GENUS CORYNEBACTERIA:
This genus contains many species, is widely distributed in nature, and is part of a spectrum, with Mycobacterium and Nocardia, of similar cell wall structure containing mycolic acids. The species of major importance is C. diphtheriae. This and other pathogens within the genus need to be distinguished from commensal corynebacteria.

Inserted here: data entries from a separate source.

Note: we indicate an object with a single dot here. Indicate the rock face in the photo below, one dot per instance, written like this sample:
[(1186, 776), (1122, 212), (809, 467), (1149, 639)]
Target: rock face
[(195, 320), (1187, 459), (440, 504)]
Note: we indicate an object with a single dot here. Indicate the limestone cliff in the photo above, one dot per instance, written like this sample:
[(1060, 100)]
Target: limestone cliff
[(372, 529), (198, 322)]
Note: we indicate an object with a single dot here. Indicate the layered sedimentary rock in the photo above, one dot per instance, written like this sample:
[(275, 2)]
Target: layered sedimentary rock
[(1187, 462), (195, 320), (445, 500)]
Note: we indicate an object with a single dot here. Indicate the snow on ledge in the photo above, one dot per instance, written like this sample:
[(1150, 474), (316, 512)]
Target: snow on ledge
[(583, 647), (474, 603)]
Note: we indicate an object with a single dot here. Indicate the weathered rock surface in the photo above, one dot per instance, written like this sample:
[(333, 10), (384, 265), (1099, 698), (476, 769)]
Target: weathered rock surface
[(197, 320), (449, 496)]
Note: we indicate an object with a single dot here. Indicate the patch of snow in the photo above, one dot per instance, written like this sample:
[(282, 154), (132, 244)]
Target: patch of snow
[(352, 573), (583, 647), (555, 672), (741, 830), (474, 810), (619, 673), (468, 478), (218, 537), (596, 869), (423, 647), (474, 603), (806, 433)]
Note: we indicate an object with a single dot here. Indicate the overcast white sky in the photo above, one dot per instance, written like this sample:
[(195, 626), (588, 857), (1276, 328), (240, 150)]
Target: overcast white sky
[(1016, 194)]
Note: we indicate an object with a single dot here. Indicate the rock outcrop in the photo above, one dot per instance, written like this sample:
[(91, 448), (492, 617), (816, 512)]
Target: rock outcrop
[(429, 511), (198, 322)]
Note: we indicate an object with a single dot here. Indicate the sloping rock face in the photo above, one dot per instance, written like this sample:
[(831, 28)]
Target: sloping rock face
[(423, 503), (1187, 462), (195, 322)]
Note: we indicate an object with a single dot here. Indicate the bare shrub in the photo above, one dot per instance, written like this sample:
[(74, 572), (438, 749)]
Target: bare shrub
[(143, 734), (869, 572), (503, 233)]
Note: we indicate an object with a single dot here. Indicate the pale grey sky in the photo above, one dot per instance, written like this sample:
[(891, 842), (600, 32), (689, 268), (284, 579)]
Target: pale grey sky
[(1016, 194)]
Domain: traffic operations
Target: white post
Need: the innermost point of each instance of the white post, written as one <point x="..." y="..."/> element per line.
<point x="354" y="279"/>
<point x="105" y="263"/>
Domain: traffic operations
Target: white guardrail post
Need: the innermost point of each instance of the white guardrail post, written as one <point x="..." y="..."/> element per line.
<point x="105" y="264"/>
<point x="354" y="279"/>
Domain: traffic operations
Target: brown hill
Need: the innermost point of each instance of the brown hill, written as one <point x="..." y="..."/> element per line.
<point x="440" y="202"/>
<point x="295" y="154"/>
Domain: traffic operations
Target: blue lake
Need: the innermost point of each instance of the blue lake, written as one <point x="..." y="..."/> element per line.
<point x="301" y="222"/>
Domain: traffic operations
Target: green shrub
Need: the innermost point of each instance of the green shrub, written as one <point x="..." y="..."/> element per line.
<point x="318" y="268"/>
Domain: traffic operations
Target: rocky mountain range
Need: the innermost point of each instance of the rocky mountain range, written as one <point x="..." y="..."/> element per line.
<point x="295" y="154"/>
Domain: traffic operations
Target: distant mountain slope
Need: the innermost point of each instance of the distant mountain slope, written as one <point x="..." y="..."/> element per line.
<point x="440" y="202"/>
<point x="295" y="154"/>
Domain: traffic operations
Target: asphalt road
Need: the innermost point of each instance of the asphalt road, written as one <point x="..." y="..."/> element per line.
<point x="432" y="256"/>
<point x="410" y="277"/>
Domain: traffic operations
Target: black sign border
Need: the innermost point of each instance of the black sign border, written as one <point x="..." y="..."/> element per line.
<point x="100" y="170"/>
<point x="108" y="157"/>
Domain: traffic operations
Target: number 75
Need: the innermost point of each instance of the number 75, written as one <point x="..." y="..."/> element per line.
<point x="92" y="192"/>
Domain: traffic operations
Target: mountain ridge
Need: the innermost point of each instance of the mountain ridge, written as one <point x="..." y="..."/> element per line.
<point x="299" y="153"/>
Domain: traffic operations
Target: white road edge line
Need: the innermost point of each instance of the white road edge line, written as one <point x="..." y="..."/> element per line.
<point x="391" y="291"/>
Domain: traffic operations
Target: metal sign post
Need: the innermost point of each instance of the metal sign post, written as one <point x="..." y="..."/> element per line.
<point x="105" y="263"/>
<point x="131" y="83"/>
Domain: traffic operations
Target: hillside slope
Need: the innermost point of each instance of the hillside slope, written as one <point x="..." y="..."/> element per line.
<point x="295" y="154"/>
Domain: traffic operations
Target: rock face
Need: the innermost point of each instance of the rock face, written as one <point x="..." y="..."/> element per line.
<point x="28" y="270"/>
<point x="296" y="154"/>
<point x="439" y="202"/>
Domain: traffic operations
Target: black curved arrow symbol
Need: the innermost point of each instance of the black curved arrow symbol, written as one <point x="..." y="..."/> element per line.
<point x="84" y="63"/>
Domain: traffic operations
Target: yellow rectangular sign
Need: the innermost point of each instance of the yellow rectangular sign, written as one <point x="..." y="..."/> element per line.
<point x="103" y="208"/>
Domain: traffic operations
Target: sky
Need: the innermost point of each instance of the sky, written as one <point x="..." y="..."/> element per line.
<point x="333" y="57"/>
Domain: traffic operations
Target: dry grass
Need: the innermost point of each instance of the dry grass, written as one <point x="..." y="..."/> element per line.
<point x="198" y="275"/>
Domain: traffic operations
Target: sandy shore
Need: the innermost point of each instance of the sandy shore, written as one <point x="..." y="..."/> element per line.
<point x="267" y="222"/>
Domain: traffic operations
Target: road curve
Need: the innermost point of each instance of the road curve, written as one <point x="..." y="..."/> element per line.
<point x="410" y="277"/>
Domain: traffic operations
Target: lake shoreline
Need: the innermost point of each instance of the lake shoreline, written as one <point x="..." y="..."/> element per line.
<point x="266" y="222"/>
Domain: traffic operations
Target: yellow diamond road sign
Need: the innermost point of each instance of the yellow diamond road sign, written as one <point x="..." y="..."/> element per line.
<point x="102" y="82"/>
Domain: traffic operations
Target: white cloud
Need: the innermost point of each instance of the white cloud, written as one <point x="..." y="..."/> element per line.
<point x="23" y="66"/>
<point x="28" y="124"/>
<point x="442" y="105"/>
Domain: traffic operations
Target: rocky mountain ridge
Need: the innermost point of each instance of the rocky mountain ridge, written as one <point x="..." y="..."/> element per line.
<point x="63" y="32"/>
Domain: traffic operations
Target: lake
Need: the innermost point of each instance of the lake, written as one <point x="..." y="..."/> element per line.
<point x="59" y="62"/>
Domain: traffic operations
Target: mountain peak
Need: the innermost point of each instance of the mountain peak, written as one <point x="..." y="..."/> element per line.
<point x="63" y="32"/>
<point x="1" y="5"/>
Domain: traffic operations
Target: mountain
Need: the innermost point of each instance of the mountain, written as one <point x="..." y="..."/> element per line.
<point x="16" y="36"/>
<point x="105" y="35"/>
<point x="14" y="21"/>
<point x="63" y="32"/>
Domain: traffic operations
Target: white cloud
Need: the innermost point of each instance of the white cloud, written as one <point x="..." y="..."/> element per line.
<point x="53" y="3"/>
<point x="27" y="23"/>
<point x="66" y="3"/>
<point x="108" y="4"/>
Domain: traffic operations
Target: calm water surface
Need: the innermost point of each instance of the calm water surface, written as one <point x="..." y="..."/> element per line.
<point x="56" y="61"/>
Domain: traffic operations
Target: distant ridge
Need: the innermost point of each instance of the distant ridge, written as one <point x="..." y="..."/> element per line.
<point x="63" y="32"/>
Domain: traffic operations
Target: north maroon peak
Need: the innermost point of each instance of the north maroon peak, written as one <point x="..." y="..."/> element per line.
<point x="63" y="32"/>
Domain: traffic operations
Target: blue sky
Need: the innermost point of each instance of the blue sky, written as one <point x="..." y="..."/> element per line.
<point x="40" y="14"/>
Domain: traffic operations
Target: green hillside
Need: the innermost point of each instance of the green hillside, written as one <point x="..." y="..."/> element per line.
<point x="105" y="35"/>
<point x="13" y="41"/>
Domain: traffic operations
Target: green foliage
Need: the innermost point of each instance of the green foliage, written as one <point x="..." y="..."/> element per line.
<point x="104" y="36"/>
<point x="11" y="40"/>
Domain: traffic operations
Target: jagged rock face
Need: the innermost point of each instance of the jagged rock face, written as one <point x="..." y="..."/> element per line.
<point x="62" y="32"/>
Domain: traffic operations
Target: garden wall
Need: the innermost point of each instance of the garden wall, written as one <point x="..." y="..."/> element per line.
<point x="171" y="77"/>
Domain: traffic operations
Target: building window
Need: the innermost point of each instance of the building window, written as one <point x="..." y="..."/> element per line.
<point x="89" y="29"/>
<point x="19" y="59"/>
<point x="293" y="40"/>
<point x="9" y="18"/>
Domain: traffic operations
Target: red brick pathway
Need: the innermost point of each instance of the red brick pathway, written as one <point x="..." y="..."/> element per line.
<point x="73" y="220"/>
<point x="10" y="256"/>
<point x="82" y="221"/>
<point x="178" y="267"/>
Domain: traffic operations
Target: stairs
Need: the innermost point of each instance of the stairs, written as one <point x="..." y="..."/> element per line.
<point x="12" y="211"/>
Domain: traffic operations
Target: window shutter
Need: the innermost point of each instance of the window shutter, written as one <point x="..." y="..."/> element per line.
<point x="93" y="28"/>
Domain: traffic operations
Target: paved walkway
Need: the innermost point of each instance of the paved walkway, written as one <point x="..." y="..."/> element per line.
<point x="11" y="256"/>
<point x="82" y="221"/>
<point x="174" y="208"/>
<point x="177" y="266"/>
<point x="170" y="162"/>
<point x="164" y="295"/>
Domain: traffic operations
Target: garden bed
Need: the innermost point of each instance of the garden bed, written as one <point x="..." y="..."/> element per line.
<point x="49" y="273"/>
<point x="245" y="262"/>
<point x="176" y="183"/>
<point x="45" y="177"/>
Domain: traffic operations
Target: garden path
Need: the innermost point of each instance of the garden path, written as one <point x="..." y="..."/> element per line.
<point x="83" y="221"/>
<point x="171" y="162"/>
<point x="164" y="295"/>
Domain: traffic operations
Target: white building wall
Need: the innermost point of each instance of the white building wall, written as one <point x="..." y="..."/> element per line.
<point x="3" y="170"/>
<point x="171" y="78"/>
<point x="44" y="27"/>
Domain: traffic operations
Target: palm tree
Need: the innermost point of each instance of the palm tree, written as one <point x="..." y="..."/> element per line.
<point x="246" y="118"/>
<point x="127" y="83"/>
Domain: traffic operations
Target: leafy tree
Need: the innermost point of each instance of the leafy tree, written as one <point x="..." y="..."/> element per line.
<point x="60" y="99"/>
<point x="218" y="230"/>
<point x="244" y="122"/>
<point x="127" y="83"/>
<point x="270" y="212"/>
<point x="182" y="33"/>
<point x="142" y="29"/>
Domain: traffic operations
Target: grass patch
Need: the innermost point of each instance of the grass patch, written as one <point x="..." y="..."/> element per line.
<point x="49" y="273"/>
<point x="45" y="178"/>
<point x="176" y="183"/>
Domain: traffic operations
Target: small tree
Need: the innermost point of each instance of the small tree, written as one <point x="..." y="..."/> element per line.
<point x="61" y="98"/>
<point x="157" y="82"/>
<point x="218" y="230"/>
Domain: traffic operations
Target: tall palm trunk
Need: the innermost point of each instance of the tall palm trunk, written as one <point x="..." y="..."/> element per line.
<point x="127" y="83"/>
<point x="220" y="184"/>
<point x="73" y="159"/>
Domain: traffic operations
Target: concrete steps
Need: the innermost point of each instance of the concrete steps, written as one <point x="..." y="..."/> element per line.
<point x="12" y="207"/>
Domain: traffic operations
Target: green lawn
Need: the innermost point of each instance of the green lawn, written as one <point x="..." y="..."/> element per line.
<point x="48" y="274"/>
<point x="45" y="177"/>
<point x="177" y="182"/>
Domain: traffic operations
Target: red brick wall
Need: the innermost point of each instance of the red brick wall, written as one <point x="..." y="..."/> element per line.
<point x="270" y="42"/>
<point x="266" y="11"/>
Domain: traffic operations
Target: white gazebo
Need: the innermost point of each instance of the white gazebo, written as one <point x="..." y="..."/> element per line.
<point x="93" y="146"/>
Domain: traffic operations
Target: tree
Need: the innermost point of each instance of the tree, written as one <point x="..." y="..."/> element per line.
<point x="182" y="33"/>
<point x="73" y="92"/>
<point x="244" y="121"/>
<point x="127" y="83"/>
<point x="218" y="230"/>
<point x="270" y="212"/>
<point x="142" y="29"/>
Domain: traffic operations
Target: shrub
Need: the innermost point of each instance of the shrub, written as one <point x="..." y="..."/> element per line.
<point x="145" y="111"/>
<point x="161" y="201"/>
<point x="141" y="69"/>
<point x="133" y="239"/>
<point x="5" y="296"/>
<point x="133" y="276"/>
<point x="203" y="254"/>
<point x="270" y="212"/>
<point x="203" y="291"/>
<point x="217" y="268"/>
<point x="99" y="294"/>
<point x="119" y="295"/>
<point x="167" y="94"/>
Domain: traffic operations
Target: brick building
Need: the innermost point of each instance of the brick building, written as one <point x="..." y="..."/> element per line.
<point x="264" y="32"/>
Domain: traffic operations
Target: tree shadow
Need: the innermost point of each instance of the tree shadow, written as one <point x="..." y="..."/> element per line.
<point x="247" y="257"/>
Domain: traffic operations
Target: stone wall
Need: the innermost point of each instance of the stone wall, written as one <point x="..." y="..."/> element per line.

Corynebacterium diphtheriae
Characteristic:
Gram-positive, non-capsulate, non-sporing, non-motile rods, 2-6 µm in length. In Gram-stained films cells arranged as “Chinese letters” or palisades and showing irregular staining or granule formation are characteristic. Non-fastidious, but growth enhanced by inspissated serum (Loeffler medium). Capable of aerobic and anaerobic respiration.
Transmission:
Normal habitat: usually nasopharynx, occasionally skin of humans. Infection is usually spread by aerosol. Patients may carry toxigenic organisms for up to 2-3 months after infection.
Pathogenesis:
Diseases is due to production of diphtheria toxin controlled by the tox gene, which is integrated into the bacterial chromosome on a lysogenic phage. When concentration of exogenous inorganic iron (Fe3+) is very low, toxin production is maximal; the selective advantage to the organism is unknown. The mode of action of the toxin is to block protein synthesis of the host cells by inactivating an elongation factor.
Diseases:
Diphtheria caused by toxigenic strains of C. diphtheriae. Focus of infection may be the throat or, increasingly commonly the skin.
DIPHTHEROIDS
Commensal Corynebacteria are normally present in the throat, skin, conjunctiva and other area. These may sometimes be mistaken for C.diphtheriae and are called diphtheroids. In general, diphtheroids possess few or no metachromatic granuals and are arranged in palisade (Parallel rows) rather than in Chinese letter pattern. Some diphtheroids are indistinguishable from diphtheria bacilli microscopically and required to be differentiated by biochemical test and more reliably by virulence test.
LABORATORY DIAGNOSIS
Sample collection:
1. Throat and nasopharyngeal swab
2. skin swab from for diagnosis of cutaneous diphtheria
Methods for identification of orgainism:
Gram-positive, non-capsulate, non-sporing, non-motile rods
Direct methods:
1. Gram staining:
Gram-positive rods are seen arranged as Chinese letters” or palisade( commansal corynebacteria)
2. Albert staining:
C. diphtherae stains green and beaded due to the presence of dark staining granules in rods. These granules,known as volutin granules or metachromatic granules, are energy storing inorgainic poly-phosphate units
3. Methylene blue staining:
C. diphtherae stains unevenly with dark blue staining granules in rods
4. Culture:
Culture media: Loffler’s serum medium, Tellurite blood agar (Black colony)
Grow well aerobically. Temperature range for growth is 20-40ºC
5. Biochemical reactions:
Sugar fermentation test: ferment Glucose and maltose with production of acid.
Catalase test positive
6. Animal inoculation:
Intra-cutaneous injection in to guinea pig leads to death of the animal.
Indirect methods:
Toxigenicity testing of C. diphtheria by Elek gel precipitation test and Schick test.